What will you do?
- Own OpenTelemetry Pipelines: Design, implement, and maintain observability pipelines across the three main signals—logs, metrics, and traces—ensuring standardized, scalable, and efficient data ingestion. Optimize ingestion strategies to balance cost, performance, and usability.
- Empower Engineering Teams: Build self-service automation and tooling that enables development teams to instrument and leverage observability without requiring manual intervention from the SRE team. Drive adoption of best practices while ensuring teams own their telemetry.
- Support Incident Management: Be the Engineering side of our Incident Management Team, designing the processes, playbooks, checklists, and automations for them and other engineers to follow during an incident.
- Collaborate Across Teams: Interact with members from almost all teams across the business to understand their monitoring, alerting and SLO / SLA requirements and design systems and processes that ensure we meet or exceed these requirements. Influence architectural decisions during initial design stages to ensure resiliency and scale at the outset of software development.
- Automate Observability Infrastructure: Leverage Infrastructure-as-Code (IaC) to provision and manage monitoring tools, alerting rules, and our observability configurations across OTEL Pipelines.
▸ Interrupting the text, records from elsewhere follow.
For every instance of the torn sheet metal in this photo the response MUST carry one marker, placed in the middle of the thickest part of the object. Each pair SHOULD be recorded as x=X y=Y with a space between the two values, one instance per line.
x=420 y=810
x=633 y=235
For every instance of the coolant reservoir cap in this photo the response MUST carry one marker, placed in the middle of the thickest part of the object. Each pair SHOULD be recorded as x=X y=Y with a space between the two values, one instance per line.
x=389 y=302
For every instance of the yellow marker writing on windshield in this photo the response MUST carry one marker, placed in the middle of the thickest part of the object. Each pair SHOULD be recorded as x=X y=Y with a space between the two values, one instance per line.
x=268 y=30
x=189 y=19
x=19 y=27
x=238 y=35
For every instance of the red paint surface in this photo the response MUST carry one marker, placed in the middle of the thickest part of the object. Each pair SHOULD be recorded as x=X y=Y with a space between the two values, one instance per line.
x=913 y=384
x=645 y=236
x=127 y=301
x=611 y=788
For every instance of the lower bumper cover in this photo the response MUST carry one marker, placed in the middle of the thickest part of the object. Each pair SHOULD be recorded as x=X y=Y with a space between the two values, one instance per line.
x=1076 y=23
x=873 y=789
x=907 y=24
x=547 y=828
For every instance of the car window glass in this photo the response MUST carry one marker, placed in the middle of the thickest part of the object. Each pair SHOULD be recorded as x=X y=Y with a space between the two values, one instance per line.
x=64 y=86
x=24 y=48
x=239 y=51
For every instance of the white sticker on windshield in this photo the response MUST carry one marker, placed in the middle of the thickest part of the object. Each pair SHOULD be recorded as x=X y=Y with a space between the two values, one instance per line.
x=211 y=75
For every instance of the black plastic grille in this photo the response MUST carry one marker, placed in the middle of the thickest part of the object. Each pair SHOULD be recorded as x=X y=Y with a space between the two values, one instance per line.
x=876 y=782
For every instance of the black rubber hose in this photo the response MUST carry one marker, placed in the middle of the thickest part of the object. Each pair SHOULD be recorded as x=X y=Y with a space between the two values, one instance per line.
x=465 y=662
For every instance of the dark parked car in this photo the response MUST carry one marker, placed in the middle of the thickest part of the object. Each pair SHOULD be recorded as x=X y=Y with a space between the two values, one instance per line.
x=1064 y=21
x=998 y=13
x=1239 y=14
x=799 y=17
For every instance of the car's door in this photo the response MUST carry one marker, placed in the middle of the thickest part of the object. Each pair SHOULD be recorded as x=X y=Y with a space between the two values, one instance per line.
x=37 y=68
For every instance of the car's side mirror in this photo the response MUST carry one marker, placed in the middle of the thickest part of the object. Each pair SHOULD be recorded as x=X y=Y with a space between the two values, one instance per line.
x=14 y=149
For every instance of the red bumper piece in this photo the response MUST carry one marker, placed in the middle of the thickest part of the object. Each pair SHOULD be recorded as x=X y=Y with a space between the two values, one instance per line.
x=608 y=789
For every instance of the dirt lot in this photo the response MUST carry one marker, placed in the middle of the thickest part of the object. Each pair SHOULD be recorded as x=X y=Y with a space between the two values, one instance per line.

- Define Baseline Observability Standards: Design base level requirements for new and existing services to ensure that all dLocal infrastructure and code are monitored consistently and accurately at a basic level.
- Own Technical and Security Health: Take full ownership of dLocal’s infrastructure reliability, ensuring adherence to key availability and security KPIs.
- Optimize Alerting Systems: Continuously refine alerting signals to minimize noise and ensure them are always actionable, reducing fatigue and improving response efficiency.
Which skill do you need?
- Over 4 years’ of experience as SRE Engineer or in a very similar role more focused on observability.
- Expertise in Kubernetes, including its core components, deployment methodologies, and monitoring best practices.
- Some understanding of OpenTelemetry, including setting up OTEL collectors, instrumentation, and pipeline optimization.
- Proficiency with monitoring and logging tools such as Grafana, Prometheus, Loki, New Relic, or Datadog.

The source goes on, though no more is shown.